For some context, last season, Wisniewski finished out the year with an overall rating of 73.5, considered good to very good on the Pro Football Focus scale. This number easily placed him in the top half of the guards in the league, finishing out ranked overall 27th overall, 24 spots below right guard Brandon Brooks.

However, for whatever reason, 2018 has not been his year.

Though his pass-blocking remain solid, only allowing four hurries and four hits over the first four weeks of the season with no sacks for a PFF PBLK rating of 73.5, his run blocking took a deep dive. After recording a 70.2 run blocking rating last season, Wiz dropped over 15 points to a 54.4 RBLK, the 60th best mark of any guard in the league.

While this isn’t the only reason why the team’s rushing attack has remained largely ineffective in 2018, as Duce Staley‘s running back stable has been woefully unhealthy thus far this season, that kind of drop in production certainly can’t be a fluke.

So, after a month of consistent struggles, Doug Pederson opted to make a change, and inserted Seumalo into his starting five, even if it would understandably have some growing pains due to the nature of an offensive line.
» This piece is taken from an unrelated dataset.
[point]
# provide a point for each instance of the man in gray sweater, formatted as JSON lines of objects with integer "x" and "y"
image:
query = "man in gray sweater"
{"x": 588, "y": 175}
Those struggled were immediately apparent.

In his first start next to Jason Peters and Jason Kelce in quite some time, Seumalo was challenged early and often, giving up his first sack of the season within the first 15 minutes of the game. While I’m sure plenty of Wiz lovers, or Isaac haters took this sack as a reason why the move was totally unwarranted, it was to be expected.

The offensive line, maybe more so than any other position on an NFL team, operates as a chain, with each link having to work in tandem work efficiently. Regardless of Seumalo’s relative talent when compared to Wiz, his tendencies, playing style, and even footwork are certainly different, and after having playing next to Stefen for 20 plus games, Peters and Kelce were understandably going to have to make some adjustments to Isaac’s playing style.

By the second half, it’s pretty clear that those adjustments were made.

After securing only three points in the first half, an issue that has plagued the team all season, the Eagles came alive in the second half, scoring 18 points in what would ultimately be a losing effort. Seumalo’s final PFF rating? 66.2 overall, with a 64.7 pass blocking rating, and a 64.6 run blocking rating in his best statistical game of the season.

Imagine what his line would look like had he not given up that sack?

While he’s still a work in progress as a third-year player, it’s clear that Isaac Seumalo has noticeably improved from the player we saw last year, and could continue to get better as he learns the ins and outs of playing alongside Peters and Kelce with more regularity.

With his next test coming on Thursday Night Football against the New York Giants and the disruptive force known as Damon ‘Snacks’ Harrison, Week 6 could be a make or break week for the Philadelphia Eagles’ line as it’s presently constructed.